To specify my question: given $a\Leftrightarrow\neg a$, now to derive $a$ using formal inference rules?
 A: Reductio ad absurdum gives $(a\Rightarrow \neg a)\Rightarrow \neg a$. And so forth,
$(a\Leftrightarrow \neg a)\Rightarrow (\neg a\Rightarrow a)$
$( \neg a\Rightarrow a)\Rightarrow a$, due to reductio ad absurdum.
A: Adding a bit more detail to Lehs' response...
Prove $\neg a$:
Suppose to the contrary $a$. Then we must have $\neg a$ and we obtain the contradiction $a\land \neg a$. Therefore, we have $\neg a$.
Prove $a$:
Suppose to the contrary $\neg a$. Then we must have $a$ and we obtain the contradiction $a\land \neg a$. Therefore, we have $\neg\neg a$, or $a$.
As required, we have $a \land \neg a$.
A: This answer is just to remark that deducing a contradiction from $a\leftrightarrow\lnot a$ (which is short for $(a\to\lnot a)\land(\lnot a\to a)$) can be done using constructive (or intuitionistic) logic only, that is without using the excluded middle (or equivalently $\lnot\lnot a\to a$). The excluded middle would give, without any hypothesis, $a\lor\lnot a$, and together with $a\leftrightarrow\lnot a$ this easily gives a contradiction (consider both cases). But one does not need to proceed that way, nor use a proof by contradiction. The Russell paradox is valid constructively.
Note that in constructive logic $\lnot a$ is an abbreviation for $a\to\bot$, so it is allowed to prove $\lnot a$ by assuming $a$ and deriving a contradiction; this is basically the only way to prove $\lnot a$, and not a proof by contradiction. What is not allowed is proving $a$ by assuming $\lnot a$ and deriving a contradiction; that would only prove $\lnot\lnot a$.

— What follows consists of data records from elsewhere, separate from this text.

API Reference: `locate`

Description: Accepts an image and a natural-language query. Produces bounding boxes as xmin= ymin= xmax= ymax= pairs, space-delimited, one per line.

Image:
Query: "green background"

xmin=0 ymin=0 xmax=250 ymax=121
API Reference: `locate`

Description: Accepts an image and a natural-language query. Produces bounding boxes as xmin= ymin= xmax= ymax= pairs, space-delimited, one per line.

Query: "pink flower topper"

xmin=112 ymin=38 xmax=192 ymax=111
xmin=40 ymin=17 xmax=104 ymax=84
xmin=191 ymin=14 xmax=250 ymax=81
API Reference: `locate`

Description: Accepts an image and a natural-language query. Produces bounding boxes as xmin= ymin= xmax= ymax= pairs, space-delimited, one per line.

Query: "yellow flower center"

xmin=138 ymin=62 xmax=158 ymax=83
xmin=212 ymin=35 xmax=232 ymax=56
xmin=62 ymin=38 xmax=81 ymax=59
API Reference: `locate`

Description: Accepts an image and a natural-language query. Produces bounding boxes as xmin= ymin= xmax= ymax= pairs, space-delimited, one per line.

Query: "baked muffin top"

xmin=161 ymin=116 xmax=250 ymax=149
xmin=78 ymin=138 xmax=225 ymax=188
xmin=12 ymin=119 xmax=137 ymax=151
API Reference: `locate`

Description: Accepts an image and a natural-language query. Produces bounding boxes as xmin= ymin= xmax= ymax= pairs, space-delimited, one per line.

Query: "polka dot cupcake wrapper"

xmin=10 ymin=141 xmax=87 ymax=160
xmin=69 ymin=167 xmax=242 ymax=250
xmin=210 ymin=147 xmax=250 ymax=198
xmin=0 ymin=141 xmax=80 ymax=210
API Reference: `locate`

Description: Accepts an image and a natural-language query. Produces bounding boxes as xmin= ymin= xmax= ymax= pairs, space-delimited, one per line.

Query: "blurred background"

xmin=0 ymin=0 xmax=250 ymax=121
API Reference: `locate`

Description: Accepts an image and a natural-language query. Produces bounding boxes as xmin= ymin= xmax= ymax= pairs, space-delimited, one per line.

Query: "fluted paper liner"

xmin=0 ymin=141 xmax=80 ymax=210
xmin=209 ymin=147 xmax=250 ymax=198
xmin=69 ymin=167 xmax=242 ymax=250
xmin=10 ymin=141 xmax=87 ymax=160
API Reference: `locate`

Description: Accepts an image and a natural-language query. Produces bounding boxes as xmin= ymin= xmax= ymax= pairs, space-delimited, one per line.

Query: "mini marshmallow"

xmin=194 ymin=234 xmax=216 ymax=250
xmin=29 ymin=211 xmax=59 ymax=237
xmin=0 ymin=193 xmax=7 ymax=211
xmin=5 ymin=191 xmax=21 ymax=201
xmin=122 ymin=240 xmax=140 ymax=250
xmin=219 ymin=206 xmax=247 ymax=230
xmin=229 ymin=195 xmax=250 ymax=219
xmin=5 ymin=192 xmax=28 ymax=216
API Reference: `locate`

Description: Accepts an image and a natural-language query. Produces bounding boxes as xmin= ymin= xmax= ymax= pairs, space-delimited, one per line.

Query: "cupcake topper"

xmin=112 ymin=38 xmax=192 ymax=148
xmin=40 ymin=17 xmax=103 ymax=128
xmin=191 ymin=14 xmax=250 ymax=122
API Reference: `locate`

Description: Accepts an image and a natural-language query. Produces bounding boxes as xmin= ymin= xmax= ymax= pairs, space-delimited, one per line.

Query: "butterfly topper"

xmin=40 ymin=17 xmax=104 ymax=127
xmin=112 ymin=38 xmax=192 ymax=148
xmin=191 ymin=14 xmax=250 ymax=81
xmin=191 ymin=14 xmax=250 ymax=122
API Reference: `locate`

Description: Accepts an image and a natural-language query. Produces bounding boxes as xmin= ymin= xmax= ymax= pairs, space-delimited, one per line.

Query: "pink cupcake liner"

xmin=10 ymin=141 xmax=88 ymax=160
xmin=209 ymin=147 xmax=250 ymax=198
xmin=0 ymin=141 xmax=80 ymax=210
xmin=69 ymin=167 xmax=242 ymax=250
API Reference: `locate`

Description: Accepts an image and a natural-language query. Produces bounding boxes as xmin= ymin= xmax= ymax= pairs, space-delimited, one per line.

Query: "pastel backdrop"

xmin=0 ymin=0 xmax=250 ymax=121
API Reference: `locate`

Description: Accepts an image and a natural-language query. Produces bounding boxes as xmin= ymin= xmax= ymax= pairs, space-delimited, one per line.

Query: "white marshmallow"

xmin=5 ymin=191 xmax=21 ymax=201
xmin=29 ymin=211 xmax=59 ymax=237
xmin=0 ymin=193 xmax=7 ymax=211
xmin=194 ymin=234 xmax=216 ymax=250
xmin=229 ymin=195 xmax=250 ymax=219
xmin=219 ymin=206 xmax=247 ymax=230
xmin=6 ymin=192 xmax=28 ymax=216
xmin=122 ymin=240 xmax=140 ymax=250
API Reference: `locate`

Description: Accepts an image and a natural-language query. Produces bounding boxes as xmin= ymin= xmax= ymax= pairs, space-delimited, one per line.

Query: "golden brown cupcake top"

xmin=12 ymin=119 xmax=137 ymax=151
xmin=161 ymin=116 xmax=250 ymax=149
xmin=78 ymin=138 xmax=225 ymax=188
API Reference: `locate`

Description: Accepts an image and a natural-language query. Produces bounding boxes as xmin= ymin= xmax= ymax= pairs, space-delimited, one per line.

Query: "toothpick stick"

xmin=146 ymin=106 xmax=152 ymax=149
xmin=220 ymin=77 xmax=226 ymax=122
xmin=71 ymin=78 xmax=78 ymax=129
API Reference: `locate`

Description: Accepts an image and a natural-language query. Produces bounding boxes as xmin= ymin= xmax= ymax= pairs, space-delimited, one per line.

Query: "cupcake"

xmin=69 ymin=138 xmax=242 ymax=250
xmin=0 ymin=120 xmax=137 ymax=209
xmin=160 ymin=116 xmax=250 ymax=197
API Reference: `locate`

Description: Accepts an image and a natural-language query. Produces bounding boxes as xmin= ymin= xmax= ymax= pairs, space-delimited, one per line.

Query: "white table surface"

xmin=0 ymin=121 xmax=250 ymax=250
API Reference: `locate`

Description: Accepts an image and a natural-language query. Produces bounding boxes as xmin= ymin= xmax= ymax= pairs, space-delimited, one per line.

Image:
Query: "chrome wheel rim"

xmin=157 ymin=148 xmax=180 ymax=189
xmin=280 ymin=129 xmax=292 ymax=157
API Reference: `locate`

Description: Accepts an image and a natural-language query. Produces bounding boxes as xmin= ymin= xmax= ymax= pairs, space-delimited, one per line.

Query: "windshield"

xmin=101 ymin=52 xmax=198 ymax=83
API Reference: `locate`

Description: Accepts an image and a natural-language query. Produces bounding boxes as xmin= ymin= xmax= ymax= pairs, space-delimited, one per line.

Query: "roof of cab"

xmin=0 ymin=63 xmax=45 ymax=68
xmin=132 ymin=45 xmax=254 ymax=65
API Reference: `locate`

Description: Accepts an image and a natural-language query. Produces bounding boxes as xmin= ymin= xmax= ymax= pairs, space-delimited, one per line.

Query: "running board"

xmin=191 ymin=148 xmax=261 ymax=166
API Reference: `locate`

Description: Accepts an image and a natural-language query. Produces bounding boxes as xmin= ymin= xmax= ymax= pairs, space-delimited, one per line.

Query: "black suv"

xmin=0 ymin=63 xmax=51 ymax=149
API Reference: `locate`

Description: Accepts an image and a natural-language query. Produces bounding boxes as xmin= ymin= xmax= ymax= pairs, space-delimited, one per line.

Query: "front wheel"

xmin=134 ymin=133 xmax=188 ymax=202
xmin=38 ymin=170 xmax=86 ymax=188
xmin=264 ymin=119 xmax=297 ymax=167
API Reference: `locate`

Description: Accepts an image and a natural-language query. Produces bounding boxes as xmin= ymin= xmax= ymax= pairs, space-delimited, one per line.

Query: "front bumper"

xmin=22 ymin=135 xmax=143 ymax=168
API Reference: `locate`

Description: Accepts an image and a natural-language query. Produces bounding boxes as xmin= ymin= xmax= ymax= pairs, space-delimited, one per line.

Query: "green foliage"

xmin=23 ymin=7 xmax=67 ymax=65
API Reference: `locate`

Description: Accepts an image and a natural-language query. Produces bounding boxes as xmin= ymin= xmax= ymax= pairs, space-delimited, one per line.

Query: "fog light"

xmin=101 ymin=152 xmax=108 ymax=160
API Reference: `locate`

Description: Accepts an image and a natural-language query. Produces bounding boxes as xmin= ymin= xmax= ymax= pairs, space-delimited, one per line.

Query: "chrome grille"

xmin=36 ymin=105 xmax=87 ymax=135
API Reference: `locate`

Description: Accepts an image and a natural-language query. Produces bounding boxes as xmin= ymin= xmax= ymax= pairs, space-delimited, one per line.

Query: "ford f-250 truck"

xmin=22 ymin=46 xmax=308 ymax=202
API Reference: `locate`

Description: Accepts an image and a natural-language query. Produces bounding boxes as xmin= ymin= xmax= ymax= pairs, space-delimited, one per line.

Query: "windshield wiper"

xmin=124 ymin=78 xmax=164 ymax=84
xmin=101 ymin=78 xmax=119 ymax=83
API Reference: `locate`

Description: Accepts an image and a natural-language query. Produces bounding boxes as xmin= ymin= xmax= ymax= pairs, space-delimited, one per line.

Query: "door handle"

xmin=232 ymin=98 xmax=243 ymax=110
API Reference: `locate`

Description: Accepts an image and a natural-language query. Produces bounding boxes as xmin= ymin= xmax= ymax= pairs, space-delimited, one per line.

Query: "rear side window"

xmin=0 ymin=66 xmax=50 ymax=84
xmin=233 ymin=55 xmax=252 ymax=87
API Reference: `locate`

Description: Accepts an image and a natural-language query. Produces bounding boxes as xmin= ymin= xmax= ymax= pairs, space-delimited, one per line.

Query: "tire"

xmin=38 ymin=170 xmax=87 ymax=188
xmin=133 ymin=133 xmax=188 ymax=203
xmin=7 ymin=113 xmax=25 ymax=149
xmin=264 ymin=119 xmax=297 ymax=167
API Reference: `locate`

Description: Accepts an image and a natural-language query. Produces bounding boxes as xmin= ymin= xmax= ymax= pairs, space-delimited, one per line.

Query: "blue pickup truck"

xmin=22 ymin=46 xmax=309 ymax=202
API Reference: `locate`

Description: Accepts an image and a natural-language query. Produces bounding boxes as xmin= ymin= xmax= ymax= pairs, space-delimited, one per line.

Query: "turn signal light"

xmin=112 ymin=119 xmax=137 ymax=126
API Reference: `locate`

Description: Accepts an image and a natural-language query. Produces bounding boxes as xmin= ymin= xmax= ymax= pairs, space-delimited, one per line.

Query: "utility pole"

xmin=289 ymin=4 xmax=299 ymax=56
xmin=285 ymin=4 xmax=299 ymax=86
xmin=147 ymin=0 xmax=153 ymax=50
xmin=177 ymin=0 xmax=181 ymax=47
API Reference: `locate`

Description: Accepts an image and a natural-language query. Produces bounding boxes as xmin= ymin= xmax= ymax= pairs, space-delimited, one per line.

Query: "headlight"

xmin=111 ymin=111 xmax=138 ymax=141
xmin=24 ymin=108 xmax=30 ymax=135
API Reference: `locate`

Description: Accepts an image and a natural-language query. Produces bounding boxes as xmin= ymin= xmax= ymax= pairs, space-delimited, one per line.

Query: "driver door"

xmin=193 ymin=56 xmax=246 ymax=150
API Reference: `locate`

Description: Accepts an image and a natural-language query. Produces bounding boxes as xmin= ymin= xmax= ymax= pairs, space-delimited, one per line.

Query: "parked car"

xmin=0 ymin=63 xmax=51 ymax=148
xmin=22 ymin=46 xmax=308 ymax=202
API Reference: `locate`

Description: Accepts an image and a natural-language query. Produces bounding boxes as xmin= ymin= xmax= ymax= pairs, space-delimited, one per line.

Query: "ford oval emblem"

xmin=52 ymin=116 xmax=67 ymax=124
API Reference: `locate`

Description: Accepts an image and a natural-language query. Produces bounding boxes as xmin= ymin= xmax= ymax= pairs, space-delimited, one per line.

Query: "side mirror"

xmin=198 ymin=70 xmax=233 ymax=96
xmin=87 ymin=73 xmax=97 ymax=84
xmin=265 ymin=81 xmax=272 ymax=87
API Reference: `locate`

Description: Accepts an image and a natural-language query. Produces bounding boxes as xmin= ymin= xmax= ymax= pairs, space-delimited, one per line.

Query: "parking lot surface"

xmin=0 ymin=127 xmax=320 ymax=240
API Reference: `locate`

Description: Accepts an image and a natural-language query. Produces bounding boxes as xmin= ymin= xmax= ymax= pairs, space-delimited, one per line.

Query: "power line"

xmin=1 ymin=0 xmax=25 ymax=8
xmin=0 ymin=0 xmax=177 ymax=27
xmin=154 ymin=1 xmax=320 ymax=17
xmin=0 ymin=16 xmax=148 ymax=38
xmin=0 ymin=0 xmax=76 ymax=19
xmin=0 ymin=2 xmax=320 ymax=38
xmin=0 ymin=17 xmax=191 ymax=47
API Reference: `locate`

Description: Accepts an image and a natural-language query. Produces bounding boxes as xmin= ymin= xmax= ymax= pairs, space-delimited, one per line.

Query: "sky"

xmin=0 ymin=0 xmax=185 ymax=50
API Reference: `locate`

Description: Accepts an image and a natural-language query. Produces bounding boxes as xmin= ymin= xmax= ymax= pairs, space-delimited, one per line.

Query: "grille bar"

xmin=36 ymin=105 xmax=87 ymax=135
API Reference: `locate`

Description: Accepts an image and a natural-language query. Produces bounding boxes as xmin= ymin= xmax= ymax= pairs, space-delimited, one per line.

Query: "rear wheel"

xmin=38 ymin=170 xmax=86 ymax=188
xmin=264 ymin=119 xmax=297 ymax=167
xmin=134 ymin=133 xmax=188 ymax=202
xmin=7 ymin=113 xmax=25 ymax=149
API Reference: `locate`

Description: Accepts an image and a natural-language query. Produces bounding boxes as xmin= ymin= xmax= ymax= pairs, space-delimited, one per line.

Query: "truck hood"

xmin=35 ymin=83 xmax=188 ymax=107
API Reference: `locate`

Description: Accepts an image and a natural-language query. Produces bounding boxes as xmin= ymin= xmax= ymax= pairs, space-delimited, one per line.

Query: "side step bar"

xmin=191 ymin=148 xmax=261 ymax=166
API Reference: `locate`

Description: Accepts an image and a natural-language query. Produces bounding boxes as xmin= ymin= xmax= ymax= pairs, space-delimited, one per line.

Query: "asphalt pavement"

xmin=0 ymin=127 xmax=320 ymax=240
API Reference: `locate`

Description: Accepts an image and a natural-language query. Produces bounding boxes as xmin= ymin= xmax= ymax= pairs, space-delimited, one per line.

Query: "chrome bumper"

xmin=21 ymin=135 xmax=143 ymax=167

Assume $H_1:a\to\lnot a$ and $H_2:\lnot a\to a$. First prove $\lnot a$ as follows: [assume $a$; with $H_1$ modus ponens gives $\lnot a$ which means $a\to\bot$; now with assumption $a$ again and modus ponens one gets $\bot$ as desired]; we have proved $\lnot a$. With this result and $H_2$, modus ponens gives $a$, and now with the result $\lnot a$ again, modus ponens leads to$~\bot$. This shows that $H_1\land H_2\to\bot$